What is the purpose of this "clinical trials" education?
- To help you make informed decisions about whether or not you want to take part in a clinical trial study
- "Informed decision" means that you understand the possible pros and cons of taking part in a clinical trial. You then make your choice based on what is right for you.
- What information can I find in these "clinical trials" sessions?
- This branch explains what a clinical trial is and identifies the different purposes of clinical trials.
- It will also explain the "phases" of clinical trials and who may take part in them
- How is the information organized in this session?

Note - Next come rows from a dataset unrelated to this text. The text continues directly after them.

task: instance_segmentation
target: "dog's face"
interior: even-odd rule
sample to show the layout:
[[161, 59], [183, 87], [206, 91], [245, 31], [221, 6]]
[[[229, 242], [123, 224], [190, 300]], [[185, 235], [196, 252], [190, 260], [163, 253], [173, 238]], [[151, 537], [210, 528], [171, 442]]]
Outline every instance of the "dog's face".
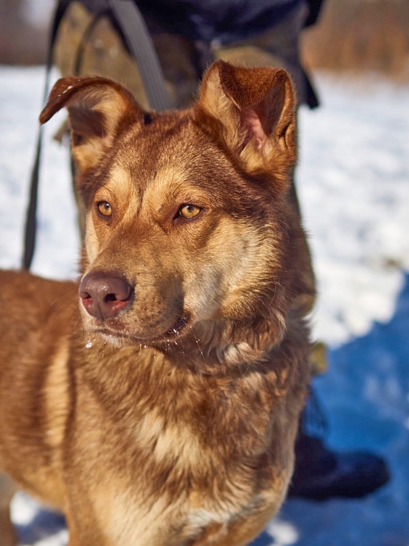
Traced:
[[193, 108], [163, 114], [145, 114], [110, 80], [64, 79], [41, 122], [63, 106], [86, 210], [86, 329], [159, 347], [192, 336], [222, 343], [250, 323], [279, 337], [293, 266], [286, 74], [219, 62]]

- It begins with an introduction that describes clinical trials.
- At the end of this introduction is a list of other topics that you are welcomed to choose among.
- You are welcomed to choose among these topics in any order you desire.
- You are also welcomed to look at every one of the sections, if you want to.
- These are the topics; you may look at them in any order:
- Occasionally some questions are included.
Importance of clinical trials
- Natives' issues
- Different types of trials
- Potential benefits and drawbacks
- Possible barriers to taking part
- Eligibility criteria
Types of information the researchers will collect
- The informed consent process
- Information specific to different stages of cancer
- Your answers may help you make an informed decision about taking part in a clinical trial.
- Your answers may also help to personalize the available information for you.
Important points about a "clinical trial"
- Designed to answer a specific scientific question
- Conducted with people
- Designed to find better ways to diagnose, prevent and treat cancer
Why is it important that you have a choice about taking part in a clinical trial study?
- It may increase your ability to get high quality care
- Natives may respond differently to a specific treatment
- You taking part in a study may help others who go through cancer treatment
Clinical Trials: Native people are rarely told about clinical trials in rural areas
The Right to Choose
- This doesn't mean that all trials are "right" for Natives to take part in
- But it does mean that Natives should be provided information about existing trials
- The Native patient can make an informed decision about whether or not to take part in a specific trial.
- Even if you choose to take part in a study, you still need to meet the "eligibility requirements" (next section).